"The predominant feeling is a great sense of relief that the 18-hour days and the 24/7 weeks month after month have come to an end," Hart told ABCNEWS.com. "It's a much harder physical and psychological investment than most people realize -- it's very, very hard work."
And while other politicians in his shoes may have mourned the absence of attention from supporters and a secret service detail, Hart welcomed his newfound freedom.
"For six or eight months, I'd never drive a car because of the secret service protection, and getting behind the wheel was kind of a shock," said Hart of his post-election life. "You don't have people standing outside your door every night or opening the car door for you or going through crowds with you.

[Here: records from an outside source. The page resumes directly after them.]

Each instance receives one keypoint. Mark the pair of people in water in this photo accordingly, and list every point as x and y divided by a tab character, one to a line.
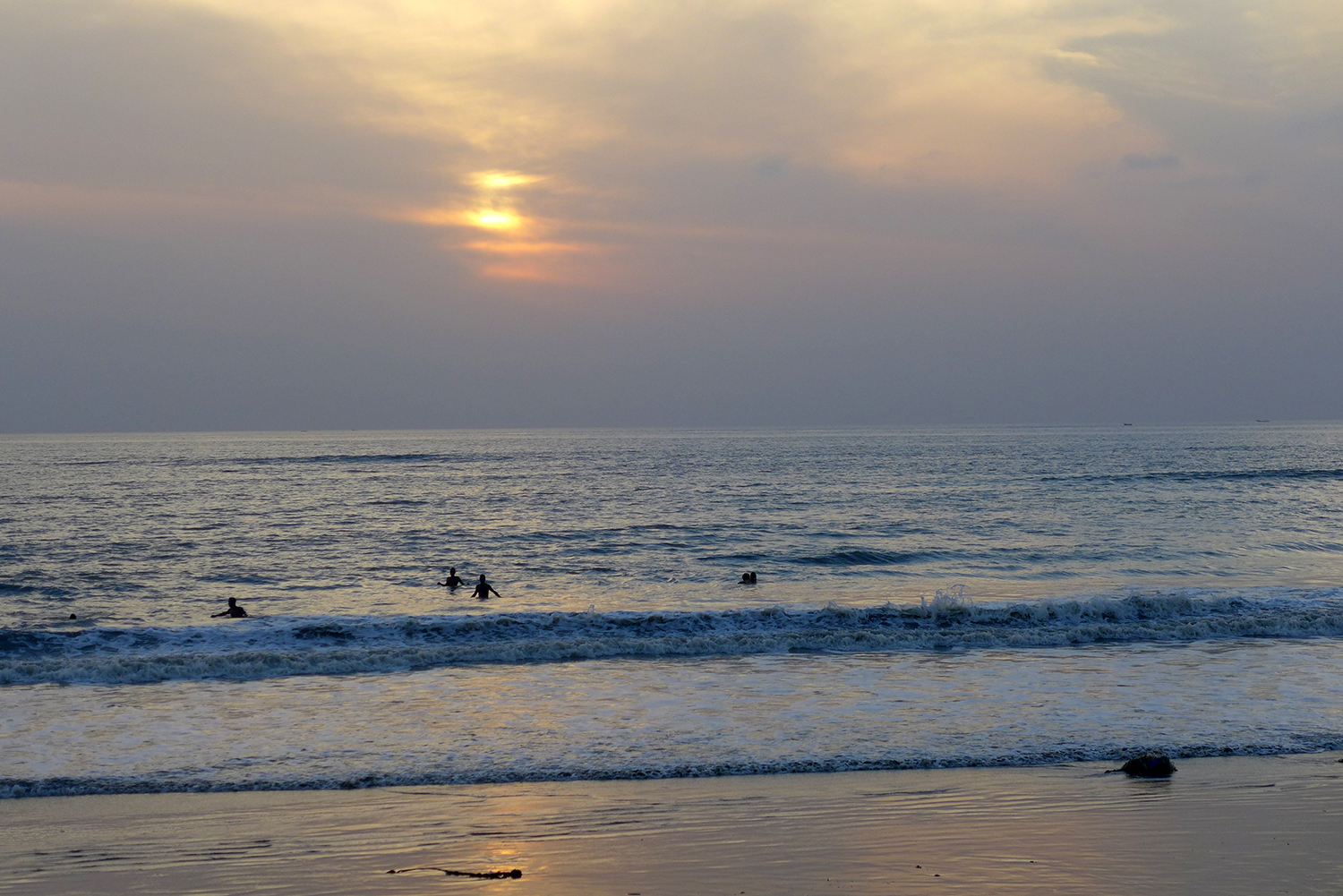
483	587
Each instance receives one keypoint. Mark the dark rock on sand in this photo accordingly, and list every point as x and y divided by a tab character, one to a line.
1149	766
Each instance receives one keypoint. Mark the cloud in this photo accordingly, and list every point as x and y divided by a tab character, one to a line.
1151	161
741	209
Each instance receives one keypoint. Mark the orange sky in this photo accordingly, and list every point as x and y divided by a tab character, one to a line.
633	160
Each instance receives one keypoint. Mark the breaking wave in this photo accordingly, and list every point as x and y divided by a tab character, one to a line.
282	646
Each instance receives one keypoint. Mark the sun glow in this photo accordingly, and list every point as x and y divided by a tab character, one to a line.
494	219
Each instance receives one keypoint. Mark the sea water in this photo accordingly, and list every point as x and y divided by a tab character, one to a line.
924	597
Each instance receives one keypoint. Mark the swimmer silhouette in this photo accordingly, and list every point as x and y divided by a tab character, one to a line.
483	589
234	611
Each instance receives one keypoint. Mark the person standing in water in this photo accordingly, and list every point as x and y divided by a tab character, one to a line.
234	611
483	589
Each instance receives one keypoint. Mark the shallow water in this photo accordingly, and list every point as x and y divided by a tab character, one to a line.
926	598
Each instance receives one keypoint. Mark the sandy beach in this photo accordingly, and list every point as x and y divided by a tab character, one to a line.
1235	825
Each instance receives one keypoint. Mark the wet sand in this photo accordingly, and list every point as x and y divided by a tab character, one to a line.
1236	825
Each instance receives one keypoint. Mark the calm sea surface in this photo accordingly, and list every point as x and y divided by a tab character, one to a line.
924	597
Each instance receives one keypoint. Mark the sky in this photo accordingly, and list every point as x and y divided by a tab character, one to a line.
414	214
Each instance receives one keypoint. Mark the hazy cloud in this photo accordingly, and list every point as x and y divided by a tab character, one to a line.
603	211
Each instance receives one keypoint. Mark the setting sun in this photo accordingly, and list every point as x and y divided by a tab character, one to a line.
494	219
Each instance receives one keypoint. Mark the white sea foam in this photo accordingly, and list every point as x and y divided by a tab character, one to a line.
276	648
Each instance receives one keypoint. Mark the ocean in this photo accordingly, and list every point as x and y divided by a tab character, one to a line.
924	598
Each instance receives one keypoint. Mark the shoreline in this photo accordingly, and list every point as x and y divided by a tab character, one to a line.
1219	825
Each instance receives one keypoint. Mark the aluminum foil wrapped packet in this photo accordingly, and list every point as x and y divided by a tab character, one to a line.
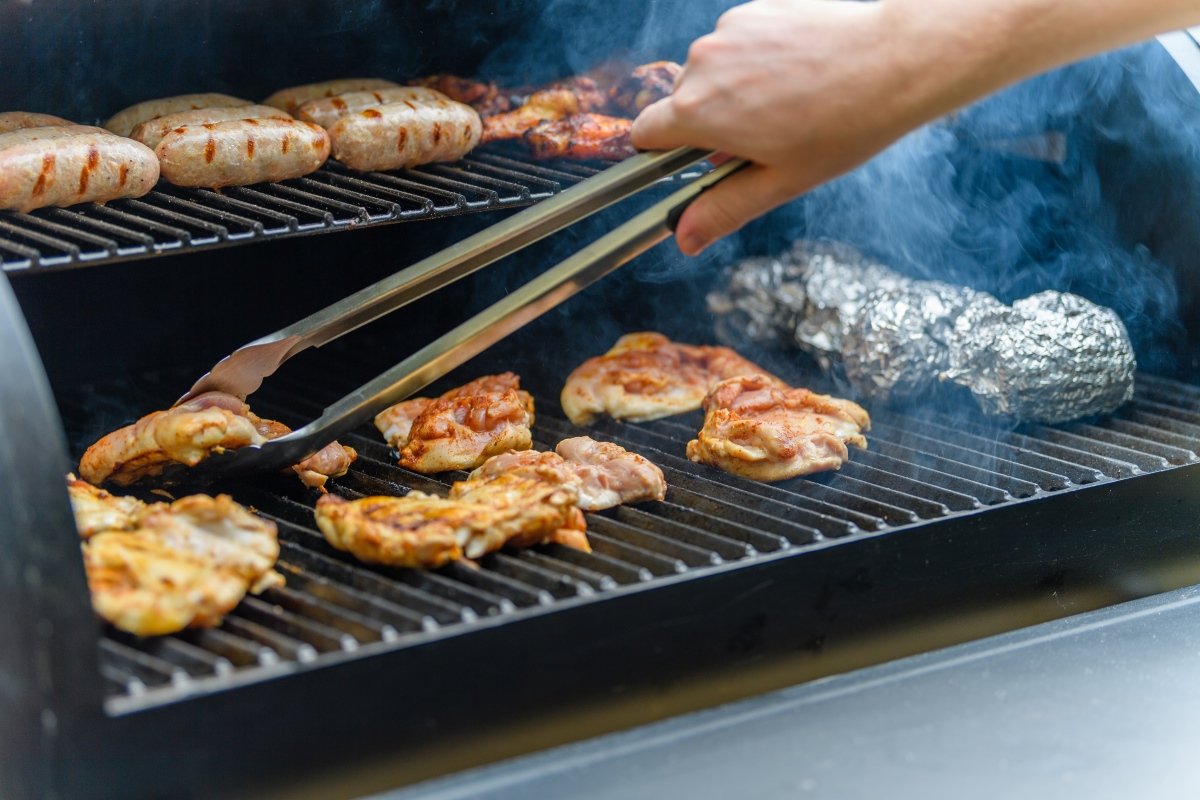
1049	358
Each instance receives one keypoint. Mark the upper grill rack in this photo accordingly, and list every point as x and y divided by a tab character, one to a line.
172	220
918	470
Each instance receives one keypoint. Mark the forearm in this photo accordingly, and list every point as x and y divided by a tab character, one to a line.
954	52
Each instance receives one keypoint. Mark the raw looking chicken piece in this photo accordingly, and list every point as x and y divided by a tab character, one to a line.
463	427
759	431
604	474
582	137
156	569
647	377
191	432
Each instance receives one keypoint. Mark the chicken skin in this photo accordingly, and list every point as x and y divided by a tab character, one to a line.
582	137
191	432
647	377
604	474
463	427
759	431
159	567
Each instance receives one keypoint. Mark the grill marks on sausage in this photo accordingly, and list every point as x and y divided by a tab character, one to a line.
47	170
88	168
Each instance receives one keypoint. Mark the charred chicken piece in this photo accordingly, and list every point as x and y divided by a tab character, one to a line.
543	106
648	83
485	97
160	567
191	432
463	427
759	431
582	137
604	474
647	377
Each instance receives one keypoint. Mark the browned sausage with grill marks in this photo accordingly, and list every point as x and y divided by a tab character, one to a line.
125	120
327	110
293	97
12	121
69	164
406	134
238	152
151	132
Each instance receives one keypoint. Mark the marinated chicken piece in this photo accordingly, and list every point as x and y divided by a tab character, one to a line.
582	137
611	475
463	427
425	530
96	510
527	510
185	434
160	567
647	377
148	588
484	97
555	103
191	432
331	461
220	531
604	474
648	83
395	422
759	431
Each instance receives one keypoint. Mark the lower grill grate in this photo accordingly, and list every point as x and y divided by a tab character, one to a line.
172	220
918	470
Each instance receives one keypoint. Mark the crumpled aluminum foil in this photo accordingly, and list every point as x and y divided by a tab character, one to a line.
1049	358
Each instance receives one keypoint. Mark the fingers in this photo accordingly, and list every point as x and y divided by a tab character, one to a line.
657	127
729	205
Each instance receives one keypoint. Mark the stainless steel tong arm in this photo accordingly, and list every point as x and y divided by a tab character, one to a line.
243	371
472	337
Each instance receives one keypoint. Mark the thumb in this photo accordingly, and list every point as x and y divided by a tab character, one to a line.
729	205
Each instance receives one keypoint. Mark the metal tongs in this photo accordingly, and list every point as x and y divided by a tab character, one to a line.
243	372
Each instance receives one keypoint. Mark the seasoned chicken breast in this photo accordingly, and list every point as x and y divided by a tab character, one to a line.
191	432
647	377
759	431
160	567
463	427
604	474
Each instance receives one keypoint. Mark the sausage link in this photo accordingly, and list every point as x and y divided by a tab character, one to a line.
293	97
238	152
151	132
70	164
327	110
125	120
406	134
17	120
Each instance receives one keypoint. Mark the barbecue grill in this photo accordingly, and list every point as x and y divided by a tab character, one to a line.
349	660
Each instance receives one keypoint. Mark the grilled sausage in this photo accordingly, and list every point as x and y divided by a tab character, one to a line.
125	120
12	121
237	152
292	98
327	110
151	132
67	164
406	134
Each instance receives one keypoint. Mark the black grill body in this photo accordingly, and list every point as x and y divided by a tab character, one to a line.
347	661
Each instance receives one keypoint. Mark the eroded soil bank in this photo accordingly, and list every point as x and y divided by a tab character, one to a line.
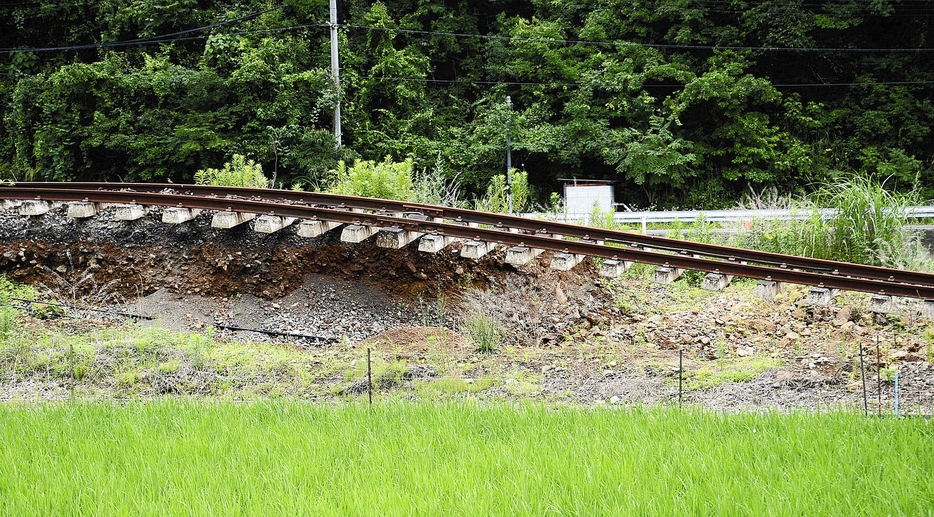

"It's not a decompression in a bad sense but just a change in lifestyle -- and a very welcome one," he said. "I was [relieved] to get out of the limelight."
Hart added that, in retrospect, he always considered his campaign to be somewhat of a miracle. An unlikely candidate from the start, Hart's campaigns went further than expected, and so his loss was less of a surprise than Clinton's may have been to her.
Hart said he suspects that after being the Democratic front-runner for quite some time, Clinton may feel a greater sense of defeat following her loss than he did.
"I think it would be harder to start out way ahead and to not to succeed than to start way behind and almost succeed," said Hart, comparing his own campaign with Clinton's. "To start out with all advantage is very much harder than being a dark horse."
But Dukakis, who is now a public policy professor at Northeastern University in Boston, said that politicians know what they're getting themselves into -- whether the outcome is disappointing or satisfying.
"I'm sure [Clinton] is feeling great disappointment, but on the other hand we're all big boys and girls," Dukakis told ABCNEWS.com. "We know when we run that you can either win or you can lose."